The 2nd CSEDM Challenge [1] is a part of the 5th CSEDM workshop, which is held during the Educational Data Mining 2021 conference. The objective of the challenge is to do knowledge tracing in the context of programming classrooms, in which we not only have access to students’ performance but also their detailed programming codes.

The challenge is divided into 2 phases, Cross-semester and Within-semester. For the Cross-semester phase, we use the training data of a semester (Spring 2019) to predict the next semester (Fall 2019). In contrast, for the Within-semester phase, both training and test data come from the same semester (Fall 2019).

For each phase, there are 2 separate tasks. Both tasks use training data as the students’ attempts on the first 3 assignments (or 30 problems) of the course, we call this the early data. The first task requires predicting their performance on the last 2 assignments (or 20 problems), we call this the late date, while the second task asks for their grade in the paper final exam.
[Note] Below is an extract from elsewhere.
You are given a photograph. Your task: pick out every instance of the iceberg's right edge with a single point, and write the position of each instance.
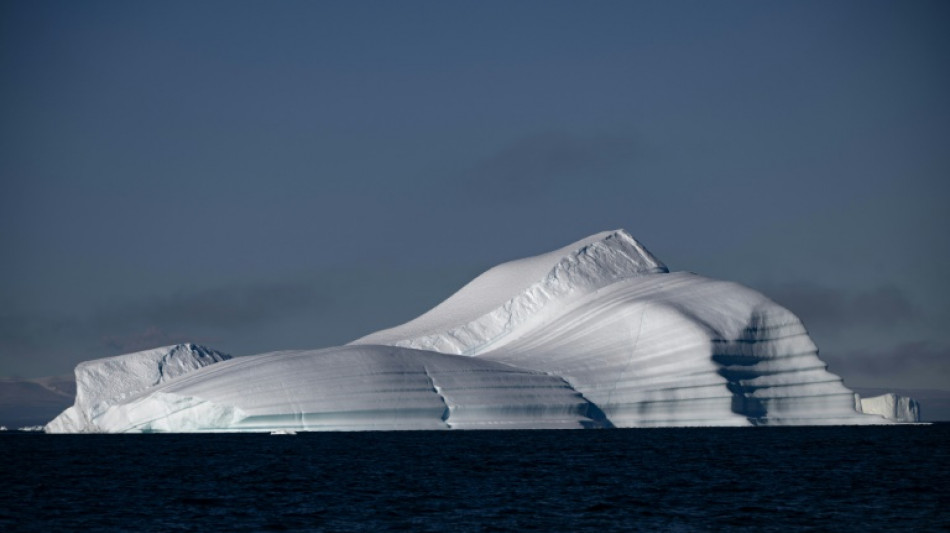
(596, 334)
Let us take an example. Suppose we are participating in the first task of the Within-semester phase, and Bob is a student attending the programming course in Fall 2019. Our job is to look at Bob’s attempts on the first 30 problems (or 3 assignments, as each assignment consists of 10 problems) and predict whether he will find the last 20 problems (of the last 2 assignments; there are 5 assignments in total) easy. Here, since easy is a qualitative word, we need to define it quantitatively: we say that Bob finds a problem easy if he does solve that problem and the number of attempts he needs to solve that problem is not more than 75% of the other students who attempted that problem. With that to say, even if Bob solves a problem, it is not necessary that he thinks the problem is easy.

For the second task, we look at the same data (Bob’s attempts on the first 3 assignments) to predict Bob’s grade in his final exam.

This article is primarily aimed to describe our approach for the 2 tasks in the Within-semester phase.


The dataset contains anonymized information of 329 and 490 students during the Spring 2019 and Fall 2019 semesters, respectively. Most students attempted a majority of the 50 problems. Furthermore, for each pair of {student, problem}, there are often multiple attempts (since students usually try to submit until they get the problems solved). In sum, there are more than 100k attempts, each is accompanied by a Java program submitted by the students.

Questions that can be answered with the dataset include:

  • How many attempts each student made for each problem?
  • Which students successfully solved which problems?
  • Who attempted but could not solve which problem?
  • What errors does each student get when running her programs?
  • How their programs look like?
  • Etc.


The first task requires to predict, for each pair of {student, late problem}, whether the student will find the problem easy. The predictions should be probabilistic (instead of binary). The main metric to evaluate in this task is Area Under the ROC Curve (AUC), higher is better.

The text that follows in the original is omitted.